= Central Information Technology Office =

The Central Information Technology Office (or CITO ) is an office under the Ministry of Finance in the country of Belize, located in the capital city of Belmopan. The office manages the government’s primary accounting system (SmartStream), as well as the application for the Income Tax and Sales Tax departments (SIGTAS). The office is also responsible for the implementation of the eGovernment policy. Other CITO responsibilities include, server hosting, for a number of government offices, management of the government's gov.bz email servers, and also the phone and fax services for the government offices in Belmopan.

The office was established in the early 1980s, and was originally called the Belmopan Computer Centre, or BCC. Back then the office's main purpose was to produce electronic financial reports and trade statistics for the government. The source of the data were from paper copies of financial forms, and customs entry transactions that were already processed. These copies would then be sent to BCC for data entry. To enable the office to effectively perform its work, an IBM System/34 mini computer was installed; this computer allowed the data to be entered and verified, and final reports to be produced, which would then be utilized by the various governmental ministries.

== History ==
In the mid to late 1990s, microcomputers were becoming increasingly more popular. Most, if not all, of the government service were using these devices to perform an array of government related work. There were also a few offices that had established networks which allowed the sharing of information and equipment. During this time period, BCC was still utilizing the IBM System/34; the system however, had already reached the end of its support life cycle, and it was becoming more difficult to keep the functioning. In 1999 the government decided that an upgrade to their electronic financial processes was required. As a result, through funding from the European Union (EU), a two (2) year project was approved that would evaluate the entire government’s financial system, and determine suitable systems that could replace it. The project was known as the Financial Management Development Project (FMDP).

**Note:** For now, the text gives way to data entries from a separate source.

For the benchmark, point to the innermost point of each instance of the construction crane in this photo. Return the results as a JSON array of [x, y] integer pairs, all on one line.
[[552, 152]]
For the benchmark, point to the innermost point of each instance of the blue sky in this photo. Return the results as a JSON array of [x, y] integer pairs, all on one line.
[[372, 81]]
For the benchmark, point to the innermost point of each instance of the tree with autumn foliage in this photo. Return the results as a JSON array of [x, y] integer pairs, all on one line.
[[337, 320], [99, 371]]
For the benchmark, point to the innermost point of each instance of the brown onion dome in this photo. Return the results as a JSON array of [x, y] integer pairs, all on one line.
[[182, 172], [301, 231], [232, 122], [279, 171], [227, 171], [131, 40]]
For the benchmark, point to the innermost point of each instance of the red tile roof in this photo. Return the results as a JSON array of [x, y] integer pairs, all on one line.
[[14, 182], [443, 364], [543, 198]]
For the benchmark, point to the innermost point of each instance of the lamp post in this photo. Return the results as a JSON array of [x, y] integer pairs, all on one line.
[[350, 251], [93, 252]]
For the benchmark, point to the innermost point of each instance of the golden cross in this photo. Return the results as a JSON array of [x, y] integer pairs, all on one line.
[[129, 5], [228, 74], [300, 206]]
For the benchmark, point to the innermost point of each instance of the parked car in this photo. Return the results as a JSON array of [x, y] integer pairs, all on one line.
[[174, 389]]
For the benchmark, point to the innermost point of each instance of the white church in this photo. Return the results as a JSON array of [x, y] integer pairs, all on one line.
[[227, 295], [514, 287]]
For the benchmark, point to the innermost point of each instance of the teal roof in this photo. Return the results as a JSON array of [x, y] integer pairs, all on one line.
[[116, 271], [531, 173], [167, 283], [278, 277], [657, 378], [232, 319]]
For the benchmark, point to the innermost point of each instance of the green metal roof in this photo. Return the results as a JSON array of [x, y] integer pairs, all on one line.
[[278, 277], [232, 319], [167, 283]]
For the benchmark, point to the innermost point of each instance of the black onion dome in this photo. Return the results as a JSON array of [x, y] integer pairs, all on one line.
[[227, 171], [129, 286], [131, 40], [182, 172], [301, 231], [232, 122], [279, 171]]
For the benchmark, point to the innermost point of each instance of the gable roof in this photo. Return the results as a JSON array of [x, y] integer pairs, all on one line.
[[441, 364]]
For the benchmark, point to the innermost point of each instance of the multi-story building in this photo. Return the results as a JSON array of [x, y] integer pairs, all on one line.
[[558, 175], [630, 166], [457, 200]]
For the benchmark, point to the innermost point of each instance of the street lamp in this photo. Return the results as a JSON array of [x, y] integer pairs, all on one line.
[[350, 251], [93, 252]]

As a result of the recommendations that came out of the project, it was decided that all government offices that had an accounting and tax office, would be connected (networked) to each other. The accounting and tax offices would then utilize the SmartStream System, for accounts, and the SIGTAS System, for Income Tax and Sales Tax. It was determined that BCC would be the main hub, and the necessary staff, equipment, supporting software and services, would be provided to allow financial services to be managed. The physical office where BCC was located, was renovated to accommodate the new staff and equipment. The IBM System/34 was removed from the premises and given to the museum office. In the year 2000, live testing of the system commenced, and by 2005, the system was being utilized in most financial offices of the government. Aside from the financial services, BCC also offered centralized file storage, resource equipment sharing, such as printers, as well as an internal email system. These services were restricted, however, to those offices that were connected to the system; usually the accounts and the tax offices.

After seeing the benefits of the country wide network, BCC began to get more requests for the use of its infrastructure for services not just related to accounting and taxes. Gradually these requests were honored, and BCC began to extend its services to more than just the management and administration of the financial applications. Based on the evolving roles, the name was changed from the Belmopan Computer Centre (BCC), to the Central Information Technology Office (CITO). CITO was now the primary office for computing services for the government. In 2015, the office received an ISO/IEC 27001:2013 certification, since it brought into accordance its procedures, policies and documentation.